If you have family member with dementia cooking safety tips are important.
More than most ADLs, cooking is one of the activities of daily living that most of us take for granted. Many people retain their ability to safely cook nutritious meals well into older age. But those who have dementia will find it more challenging to prepare their own food independently.
Dependence on meal preparation
Nutritional decline is one of the expected hallmarks of the dementia process. Dementia patients will forget if they’ve had a meal, and they’ll forget the steps to properly and safely prepare their food. Your family member will eventually rely on someone to prepare their food for them. This is vital, if they are to receive proper nutrition and maintain optimum health and stable weight.
Safety in the kitchen
Stories abound of the dementia patient in the home environment who left a stove burner on, dry-boiling a pot of soup, or burning something in the oven. Moreover, the person with dementia is more likely to place a food item in an inappropriate place, such as a piece of pizza on the stove top, or crackers in a microwave oven. Fires from such unsafe practices are not uncommon. Lack of safety awareness, reduced reflexes to heat and cold, forgetting the proper steps to cooking or improper use of electric and gas appliances have contributed, unfortunately, to many dementia patients having burned themselves. I recommend www.homesensers.com as a fire prevention product- talk to Deb and told her I sent you.
More dementia cooking safety tips …What you can do
As with all ADLs, the first thing we can do to avoid harm or promote good health with cooking is to recognize when your family member needs assistance. Dementia cooking safety tips includes starting by paying attention to what they seem to be forgetting. You will probably first intervene in the area of cooking and meal preparation, since these involve a reasoned, step-by-step approach, something that dementia patients lose the ability to handle.
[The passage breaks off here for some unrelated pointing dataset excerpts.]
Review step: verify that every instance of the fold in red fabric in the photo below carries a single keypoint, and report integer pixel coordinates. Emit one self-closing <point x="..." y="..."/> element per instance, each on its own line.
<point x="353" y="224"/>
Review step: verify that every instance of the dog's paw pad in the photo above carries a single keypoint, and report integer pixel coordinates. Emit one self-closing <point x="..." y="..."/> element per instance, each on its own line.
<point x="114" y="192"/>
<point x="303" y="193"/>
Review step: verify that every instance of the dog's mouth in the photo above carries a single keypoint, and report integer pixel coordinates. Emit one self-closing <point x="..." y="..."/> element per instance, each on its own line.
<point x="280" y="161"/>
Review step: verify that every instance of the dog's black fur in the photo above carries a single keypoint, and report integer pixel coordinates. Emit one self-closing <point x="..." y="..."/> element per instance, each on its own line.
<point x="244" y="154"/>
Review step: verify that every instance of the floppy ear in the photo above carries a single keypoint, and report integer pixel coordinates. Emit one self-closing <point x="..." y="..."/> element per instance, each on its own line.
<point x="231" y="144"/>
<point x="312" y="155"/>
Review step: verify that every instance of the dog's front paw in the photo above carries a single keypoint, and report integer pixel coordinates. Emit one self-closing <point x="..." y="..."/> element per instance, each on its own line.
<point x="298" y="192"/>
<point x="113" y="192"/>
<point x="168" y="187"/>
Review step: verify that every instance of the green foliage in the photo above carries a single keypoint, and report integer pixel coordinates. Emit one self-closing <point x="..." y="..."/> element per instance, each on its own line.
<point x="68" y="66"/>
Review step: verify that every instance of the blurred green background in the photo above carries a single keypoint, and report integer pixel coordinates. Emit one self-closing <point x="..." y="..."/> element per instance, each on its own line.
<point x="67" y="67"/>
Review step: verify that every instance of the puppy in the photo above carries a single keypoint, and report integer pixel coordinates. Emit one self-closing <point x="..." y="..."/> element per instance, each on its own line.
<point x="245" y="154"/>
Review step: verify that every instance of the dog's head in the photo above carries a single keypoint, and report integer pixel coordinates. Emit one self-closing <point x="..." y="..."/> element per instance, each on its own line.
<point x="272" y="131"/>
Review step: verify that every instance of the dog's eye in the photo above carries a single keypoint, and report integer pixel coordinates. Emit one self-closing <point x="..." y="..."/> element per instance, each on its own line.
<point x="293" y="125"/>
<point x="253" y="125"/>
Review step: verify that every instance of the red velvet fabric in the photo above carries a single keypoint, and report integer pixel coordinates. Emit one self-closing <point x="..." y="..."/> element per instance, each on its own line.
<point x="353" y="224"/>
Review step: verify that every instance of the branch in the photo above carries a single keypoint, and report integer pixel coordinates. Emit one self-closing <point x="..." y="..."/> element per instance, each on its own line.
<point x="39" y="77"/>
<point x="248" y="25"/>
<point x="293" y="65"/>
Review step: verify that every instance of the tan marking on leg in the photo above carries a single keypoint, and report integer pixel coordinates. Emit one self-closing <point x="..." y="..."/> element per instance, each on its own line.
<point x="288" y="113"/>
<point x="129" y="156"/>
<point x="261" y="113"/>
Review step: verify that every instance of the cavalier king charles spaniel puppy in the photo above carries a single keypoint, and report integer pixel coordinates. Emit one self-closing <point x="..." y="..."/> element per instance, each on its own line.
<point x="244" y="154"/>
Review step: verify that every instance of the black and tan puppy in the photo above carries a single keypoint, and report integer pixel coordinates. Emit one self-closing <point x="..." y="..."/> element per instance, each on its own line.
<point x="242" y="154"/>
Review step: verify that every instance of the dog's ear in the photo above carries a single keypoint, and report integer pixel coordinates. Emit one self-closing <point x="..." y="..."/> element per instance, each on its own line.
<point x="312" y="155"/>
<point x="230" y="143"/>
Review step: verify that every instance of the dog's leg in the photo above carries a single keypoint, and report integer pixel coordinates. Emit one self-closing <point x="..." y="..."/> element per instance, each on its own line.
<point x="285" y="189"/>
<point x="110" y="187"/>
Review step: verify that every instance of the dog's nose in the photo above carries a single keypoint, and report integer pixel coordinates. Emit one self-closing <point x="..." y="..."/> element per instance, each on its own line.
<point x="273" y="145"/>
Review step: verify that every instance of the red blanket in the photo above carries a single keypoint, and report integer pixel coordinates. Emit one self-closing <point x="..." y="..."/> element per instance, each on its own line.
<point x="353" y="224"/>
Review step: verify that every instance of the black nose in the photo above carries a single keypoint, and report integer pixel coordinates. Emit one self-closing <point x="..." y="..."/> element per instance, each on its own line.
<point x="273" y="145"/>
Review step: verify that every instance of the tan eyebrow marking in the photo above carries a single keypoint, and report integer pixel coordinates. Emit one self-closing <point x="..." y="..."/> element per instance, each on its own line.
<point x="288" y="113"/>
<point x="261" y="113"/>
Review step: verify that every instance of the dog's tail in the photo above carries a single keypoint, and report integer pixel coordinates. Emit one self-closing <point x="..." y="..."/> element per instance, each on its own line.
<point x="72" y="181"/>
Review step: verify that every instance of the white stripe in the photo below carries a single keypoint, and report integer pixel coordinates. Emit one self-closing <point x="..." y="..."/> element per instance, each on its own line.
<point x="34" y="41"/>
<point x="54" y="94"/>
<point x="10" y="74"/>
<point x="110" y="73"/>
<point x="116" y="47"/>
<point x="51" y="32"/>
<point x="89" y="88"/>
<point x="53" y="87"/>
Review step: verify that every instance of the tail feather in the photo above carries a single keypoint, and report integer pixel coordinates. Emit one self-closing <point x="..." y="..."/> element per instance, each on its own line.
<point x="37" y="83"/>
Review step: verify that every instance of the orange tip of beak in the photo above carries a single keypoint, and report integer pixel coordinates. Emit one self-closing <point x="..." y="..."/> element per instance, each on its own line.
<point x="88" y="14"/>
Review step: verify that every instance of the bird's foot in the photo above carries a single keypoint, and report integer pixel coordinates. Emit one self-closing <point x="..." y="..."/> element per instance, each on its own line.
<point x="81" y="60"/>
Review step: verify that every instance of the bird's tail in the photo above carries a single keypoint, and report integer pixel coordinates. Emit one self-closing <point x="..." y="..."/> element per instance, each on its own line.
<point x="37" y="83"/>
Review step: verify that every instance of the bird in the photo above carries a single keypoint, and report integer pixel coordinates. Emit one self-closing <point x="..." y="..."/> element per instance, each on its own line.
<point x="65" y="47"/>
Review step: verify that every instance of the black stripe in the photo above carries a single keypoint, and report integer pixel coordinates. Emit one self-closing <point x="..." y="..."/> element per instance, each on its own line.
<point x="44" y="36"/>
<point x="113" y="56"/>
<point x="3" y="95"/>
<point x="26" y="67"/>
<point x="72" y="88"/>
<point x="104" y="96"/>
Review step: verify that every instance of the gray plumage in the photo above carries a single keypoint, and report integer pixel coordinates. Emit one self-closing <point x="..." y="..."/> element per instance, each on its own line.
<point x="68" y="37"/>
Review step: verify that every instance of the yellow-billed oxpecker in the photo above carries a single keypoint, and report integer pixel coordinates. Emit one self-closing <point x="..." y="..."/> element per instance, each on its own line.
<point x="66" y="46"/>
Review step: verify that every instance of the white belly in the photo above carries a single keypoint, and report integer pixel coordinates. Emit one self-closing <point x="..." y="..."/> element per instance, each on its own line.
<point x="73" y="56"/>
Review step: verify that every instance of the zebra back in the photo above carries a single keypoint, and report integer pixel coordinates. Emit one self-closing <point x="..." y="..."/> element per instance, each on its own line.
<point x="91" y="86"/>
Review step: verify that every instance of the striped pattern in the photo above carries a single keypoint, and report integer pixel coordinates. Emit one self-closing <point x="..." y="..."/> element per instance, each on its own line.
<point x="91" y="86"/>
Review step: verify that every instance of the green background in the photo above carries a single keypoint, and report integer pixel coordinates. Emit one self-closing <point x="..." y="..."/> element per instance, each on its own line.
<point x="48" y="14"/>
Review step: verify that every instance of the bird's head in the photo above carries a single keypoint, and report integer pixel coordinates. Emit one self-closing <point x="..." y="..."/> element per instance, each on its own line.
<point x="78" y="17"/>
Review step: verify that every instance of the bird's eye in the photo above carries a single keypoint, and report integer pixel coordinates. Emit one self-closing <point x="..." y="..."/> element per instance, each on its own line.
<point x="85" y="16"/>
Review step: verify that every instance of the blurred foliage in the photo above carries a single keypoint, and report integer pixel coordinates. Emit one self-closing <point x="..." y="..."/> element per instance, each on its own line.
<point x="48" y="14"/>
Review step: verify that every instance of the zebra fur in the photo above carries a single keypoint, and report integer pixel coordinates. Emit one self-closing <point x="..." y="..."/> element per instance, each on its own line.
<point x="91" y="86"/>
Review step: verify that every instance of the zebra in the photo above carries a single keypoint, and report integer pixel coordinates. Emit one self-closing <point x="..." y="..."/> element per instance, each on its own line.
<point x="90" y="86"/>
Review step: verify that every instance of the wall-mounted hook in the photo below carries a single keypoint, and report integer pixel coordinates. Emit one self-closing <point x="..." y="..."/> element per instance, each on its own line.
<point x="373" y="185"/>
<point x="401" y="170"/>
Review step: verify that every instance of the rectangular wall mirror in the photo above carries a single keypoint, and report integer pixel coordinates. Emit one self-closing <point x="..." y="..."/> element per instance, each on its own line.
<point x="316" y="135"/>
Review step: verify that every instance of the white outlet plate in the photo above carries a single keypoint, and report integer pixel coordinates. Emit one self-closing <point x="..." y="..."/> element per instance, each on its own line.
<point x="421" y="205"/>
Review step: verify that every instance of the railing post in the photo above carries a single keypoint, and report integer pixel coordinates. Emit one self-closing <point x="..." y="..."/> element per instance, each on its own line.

Your family member will probably not ask for permission to use the stove -they will just do it. Your will need to put safety systems in place and monitor, if that are prone to this. It is imperative that smoke detectors and heat sensors be installed and operational at all times. Check batteries on a regular basis, if you use detectors. A gas detector is a good idea, if you use gas appliances. A better bet is to use an electric range for cooking instead of a gas stove. Of course, burns and fires are always a potential hazard, even with an electric range, but at least you won’t have the added risk of gas asphyxiation.
More Dementia Cooking Safety Tips …
Should the person with dementia be allowed to do the cooking at all? The short answer is: maybe. With supervision. Many folks, especially ladies who have a long tradition of preparing family meals, consider cooking an enjoyable and fulfilling pleasure. You will need to weigh safety issues against functional and cognitive abilities. As long as you are present with your family member in the kitchen, you can help assure their safety. It is still important that while your family member can still enjoy some simple pleasure from this basic most of ADLs, at least through the early stage dementia and perhaps a little beyond. As your family member looses their abilities, you will need to offer assistance and introduce adaptive equipment to allow them to continue to do simple tasks in the kitchen. It is important to encourage self esteem to promote well being to avoid or decrease negative behaviors.